Generation of a mouse strain carrying the Wt1^R394W allele. (A) Targeting construct. (B) Southern blot demonstrating the presence of the Wt1^R394W neo-tagged allele in ES cells. (C) Genomic sequence from a Wt1^+/R394W mouse showing heterozygosity for the C1657T (R394W) mutation (arrow). (D) PCR genotyping to identify Wt1^R394W homozygous and heterozygous embryos. (E) Allele-specific TaqMan assays to quantitate expression of wild-type and mutant alleles in kidneys from five Wt1^+/+ and five Wt1^+/R394W animals.

FIG. 2.

(A) Normal kidney development in Wt1^+/R394W mice. Both regions of fully differentiated kidney (top panels) and of nephrogenic zones of the kidney (middle panels) are shown for newborn animals. Arrowheads indicate normal mature glomeruli; arrows indicate representative normal comma-shaped and S-shaped bodies. (B) Normal Wt1 protein expression in kidneys from Wt1^+/+ and Wt1^+/R394W mice at different ages: newborn (NB), 3 weeks (3W), 2 months (2M), and 4 months (4M). Sections from mutant kidneys are from presymptomatic animals. Arrows indicate representative podocytes expressing Wt1.

FIG.3.

Glomerulosclerosis in Wt1^+/+ and Wt1^+/R394W animals at 4 months.
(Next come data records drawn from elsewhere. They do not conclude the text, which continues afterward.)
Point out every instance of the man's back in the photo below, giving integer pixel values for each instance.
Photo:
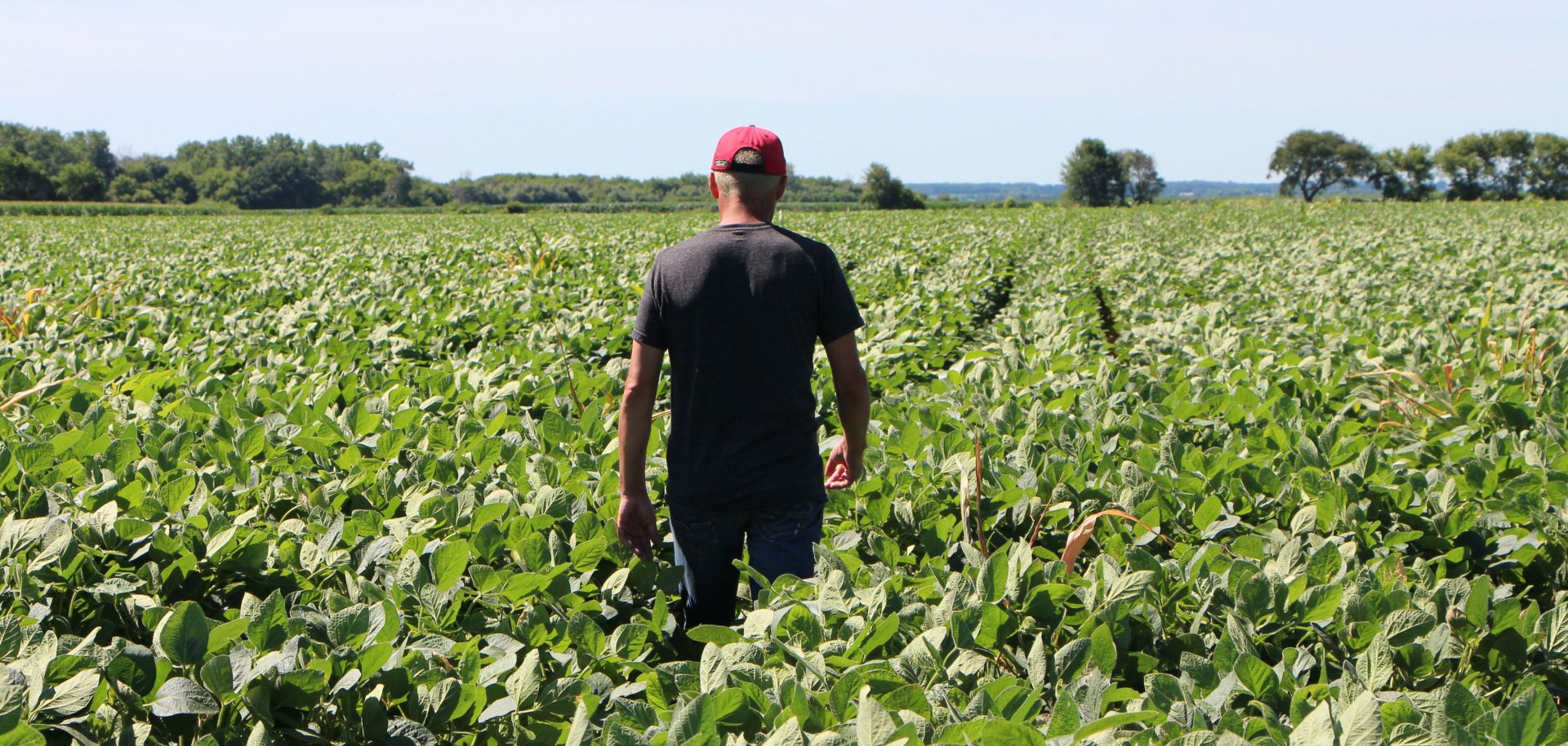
(741, 309)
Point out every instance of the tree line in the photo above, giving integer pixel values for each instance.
(535, 189)
(1499, 165)
(252, 173)
(1095, 176)
(283, 171)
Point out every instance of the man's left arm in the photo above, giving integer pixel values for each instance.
(635, 522)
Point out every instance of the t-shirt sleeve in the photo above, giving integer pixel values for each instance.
(840, 315)
(649, 328)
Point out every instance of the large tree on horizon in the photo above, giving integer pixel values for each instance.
(1095, 176)
(1313, 160)
(886, 193)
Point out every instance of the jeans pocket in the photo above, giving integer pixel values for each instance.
(797, 522)
(697, 538)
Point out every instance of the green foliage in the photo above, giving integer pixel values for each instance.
(1095, 176)
(352, 480)
(882, 192)
(1143, 180)
(22, 177)
(1549, 167)
(80, 182)
(1404, 175)
(1314, 160)
(1494, 165)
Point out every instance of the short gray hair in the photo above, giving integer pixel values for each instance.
(745, 184)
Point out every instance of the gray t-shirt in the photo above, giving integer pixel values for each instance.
(741, 309)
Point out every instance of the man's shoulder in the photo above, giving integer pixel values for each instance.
(802, 240)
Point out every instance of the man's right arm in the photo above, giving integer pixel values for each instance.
(855, 411)
(635, 519)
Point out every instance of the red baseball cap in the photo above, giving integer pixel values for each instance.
(755, 138)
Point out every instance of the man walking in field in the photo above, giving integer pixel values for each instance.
(741, 309)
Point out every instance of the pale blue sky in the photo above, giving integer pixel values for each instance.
(938, 91)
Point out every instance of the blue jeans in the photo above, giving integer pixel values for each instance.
(778, 541)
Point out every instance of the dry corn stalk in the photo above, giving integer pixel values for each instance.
(1079, 538)
(24, 393)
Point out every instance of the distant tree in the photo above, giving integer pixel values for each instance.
(1143, 180)
(427, 193)
(1313, 162)
(1404, 173)
(1095, 176)
(1489, 165)
(886, 193)
(1468, 163)
(1512, 165)
(279, 180)
(80, 182)
(22, 177)
(1549, 167)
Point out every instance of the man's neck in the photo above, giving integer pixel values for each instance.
(736, 212)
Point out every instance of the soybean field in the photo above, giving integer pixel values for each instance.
(1209, 475)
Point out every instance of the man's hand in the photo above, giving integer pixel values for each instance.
(844, 466)
(635, 526)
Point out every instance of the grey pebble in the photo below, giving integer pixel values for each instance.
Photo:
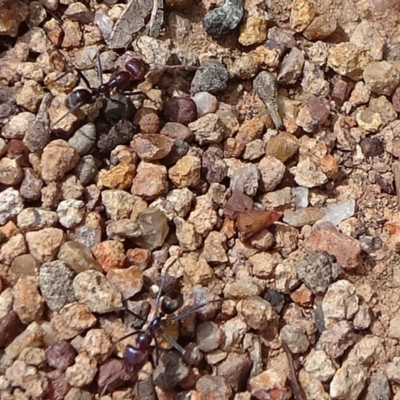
(265, 85)
(171, 370)
(11, 204)
(221, 20)
(120, 133)
(86, 170)
(83, 139)
(95, 291)
(55, 282)
(212, 76)
(246, 179)
(318, 271)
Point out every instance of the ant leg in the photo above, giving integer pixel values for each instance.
(99, 69)
(83, 77)
(133, 93)
(129, 335)
(65, 115)
(195, 308)
(173, 343)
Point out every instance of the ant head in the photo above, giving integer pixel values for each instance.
(138, 68)
(78, 98)
(171, 301)
(143, 340)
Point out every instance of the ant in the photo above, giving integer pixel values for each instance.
(136, 70)
(135, 357)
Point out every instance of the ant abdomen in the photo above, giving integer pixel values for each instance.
(77, 98)
(171, 302)
(137, 68)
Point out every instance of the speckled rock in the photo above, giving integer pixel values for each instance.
(381, 77)
(84, 139)
(70, 212)
(211, 77)
(34, 218)
(208, 129)
(97, 344)
(92, 289)
(337, 339)
(118, 177)
(302, 13)
(110, 254)
(186, 234)
(10, 172)
(11, 204)
(28, 303)
(186, 172)
(78, 257)
(203, 217)
(253, 31)
(367, 38)
(151, 147)
(340, 302)
(154, 226)
(128, 281)
(256, 312)
(118, 203)
(45, 243)
(150, 181)
(325, 237)
(319, 365)
(13, 248)
(343, 387)
(321, 27)
(72, 320)
(57, 159)
(318, 271)
(348, 60)
(55, 282)
(308, 174)
(272, 171)
(82, 372)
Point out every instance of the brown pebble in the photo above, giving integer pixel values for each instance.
(180, 109)
(60, 355)
(148, 120)
(371, 147)
(250, 222)
(237, 203)
(152, 147)
(139, 257)
(113, 374)
(10, 327)
(396, 99)
(16, 150)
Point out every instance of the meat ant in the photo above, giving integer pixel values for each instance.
(136, 356)
(135, 71)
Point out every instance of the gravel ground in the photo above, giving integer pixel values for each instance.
(233, 204)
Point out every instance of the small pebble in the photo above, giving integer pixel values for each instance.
(152, 147)
(253, 31)
(182, 110)
(206, 103)
(55, 282)
(318, 271)
(60, 355)
(110, 254)
(221, 20)
(92, 289)
(212, 77)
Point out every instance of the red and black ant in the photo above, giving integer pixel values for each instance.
(135, 357)
(136, 70)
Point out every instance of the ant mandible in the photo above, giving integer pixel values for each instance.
(136, 70)
(135, 357)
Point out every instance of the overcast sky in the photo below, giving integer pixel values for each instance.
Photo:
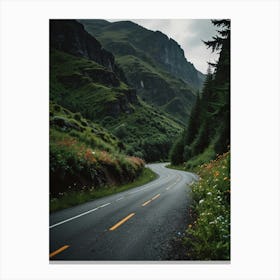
(189, 33)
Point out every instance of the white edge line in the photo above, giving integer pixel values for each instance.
(77, 216)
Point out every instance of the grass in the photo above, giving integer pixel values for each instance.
(196, 161)
(145, 130)
(208, 235)
(69, 199)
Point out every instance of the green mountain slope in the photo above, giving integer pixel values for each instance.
(83, 155)
(82, 81)
(154, 64)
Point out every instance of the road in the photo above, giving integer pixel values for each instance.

Panels: A, representative glomerulus from a wild-type animal; B, representative glomerulus from a mutant animal; C, representative tubules from a wild-type animal; D, representative tubules from a mutant animal; E, normal glomeruli from a wild-type animal; F, glomerulus from a mutant animal displaying segmental glomerulosclerosis; G and H, glomeruli from mutant animals displaying global mesangial sclerosis. Symbols: arrows, mesangial sclerosis; arrowheads, dilated tubules; asterisks, protein casts; triangles, normal glomerular architecture as shown by PAS staining. Sections shown in panels A to D were stained with hematoxylin and eosin; those in panels E to F were stained with PAS.

FIG. 4.

Electron micrographs of kidneys from 4-month-old Wt1^+/+ and Wt1^+/R394W mice. Arrows, normal GBM in wild-type kidney and thickened GBM in mutant kidney. Arrowheads, normal podocyte foot processes in wild-type and effaced processes in mutant kidney.

FIG. 5.

Genetic background-dependent development of proteinuria in Wt1^+/R394W mice at 4 months of age. Arrows indicate animals with proteinuria.

FIG. 6.

(A) Immunohistochemical analysis of nephrin protein expression in Wt1^+/R394W mice and control littermates at 2 months (2M) and 4 months (4M) of age (MF1 background). From mutant animals (+/R394W) are shown glomeruli (GM) from presymptomatic animals (+/R394W, top panels), histologically normal glomeruli from affected animals (+/R394W, middle panels), and sclerotic glomeruli from affected animals (+/R394W, bottom panels). (B) Cell proliferation assayed by PCNA immunohistochemical analysis of kidneys from Wt1^+/+ and Wt1^+/R394W mice at 3 weeks (3W), 2 months (2M), and 4 months (4M) of age. Arrows indicate representative PCNA-positive podocytes.